Selected to the Hall of Fame in 1976
Named Major League Player of the Year by The Sporting News (1952)
Named NL Pitcher of the Year by The Sporting News (1952 and 1955)
Named pitcher on The Sporting News Major League All-Star Team (1952 to 1955)

ROBIN ROBERTS
This article was written by Ralph Berger and is presented in part, courtesy of the Society for American Baseball Research
It's unusual to call a ballplayer both a journeyman and a star, but the description fit Robin Roberts. From 1950 to 1955, he was the top right-hander in the National League; for most of the remained of his career he was a crafty veteran hanging on with a mix of decent, fair, and poor seasons. Either way, he would go out, take his turn on the mound without saying a word, and do his job. The players behind him seemed to play with a little more intensity when Roberts pitched. The standing joke was that Andy Seminick and Stan Lopata, who caught Roberts, always took their rocking chairs with them when Roberts was pitching, in testament to his outstanding control. Time magazine's Dick Seamon wrote of Roberts in 1956: "He never bothers with fancy stuff but makes do with what he has: a dinky curve, a sneaky but unspectacular fast ball, and a frustrating change of pace.
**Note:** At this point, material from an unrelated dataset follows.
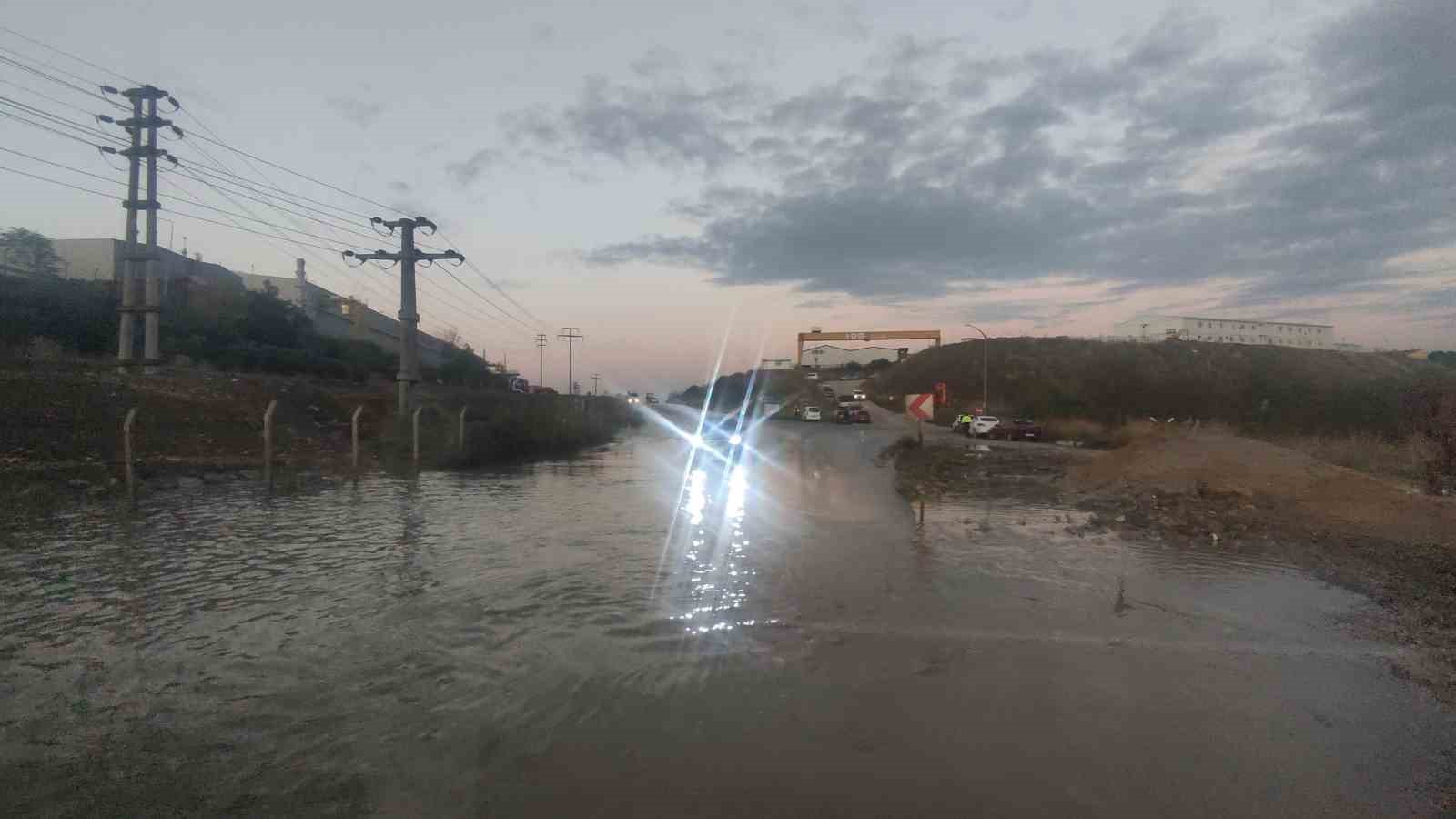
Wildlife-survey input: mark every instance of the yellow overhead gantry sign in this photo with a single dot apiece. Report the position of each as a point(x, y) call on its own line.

He offers no single dramatic talent -- he has no counterpart of Carl Hubbell's spectacular screwball, Walter Johnson's terrifying fastball, Bobby Feller's strike-out touch. Pitch for pitch, many of his contemporaries have what the trade calls 'more stuff,' pitches that are harder, faster, or trickier. But better than any of them now on the mound, Robin Roberts can put the ball where he wants. There is one precious-diamond word for him -- control." Seamon compared Roberts to Walter Johnson. Seamon compared Roberts' character and approach to Walter Johnson's, citing Roberts' "stubborn refusal to toss bean balls," wait for umpires to discard scuffed balls, use the brush-back pitch to intimidate hitters, or issue an intentional walk.

Robin Roberts was one of the last of a breed of pitchers who completed ballgames. Today a pitcher hurls 100 pitches and is relieved by a specialist. Seven innings and out seems to be the rule. A pitcher may get the win or loss many times, but he's rarely standing on the mound at the finish. This wasn't the case with Roberts, who recorded 305 complete games in his career.

Roberts was a hard-nosed competitor. He did not try to finesse the hitters; he dared them to hit the ball. When there were men on base, he reached back and burned the corners for strikes. Roberts' slow deliberate windup and delivery was so fluid that hitters could not wait for the pitch to come. It looked so easy; then the ball would explode over the plate, astonishing the hitters. "He's so close, you gotta watch him like an eagle," said umpire Jocko Conlan.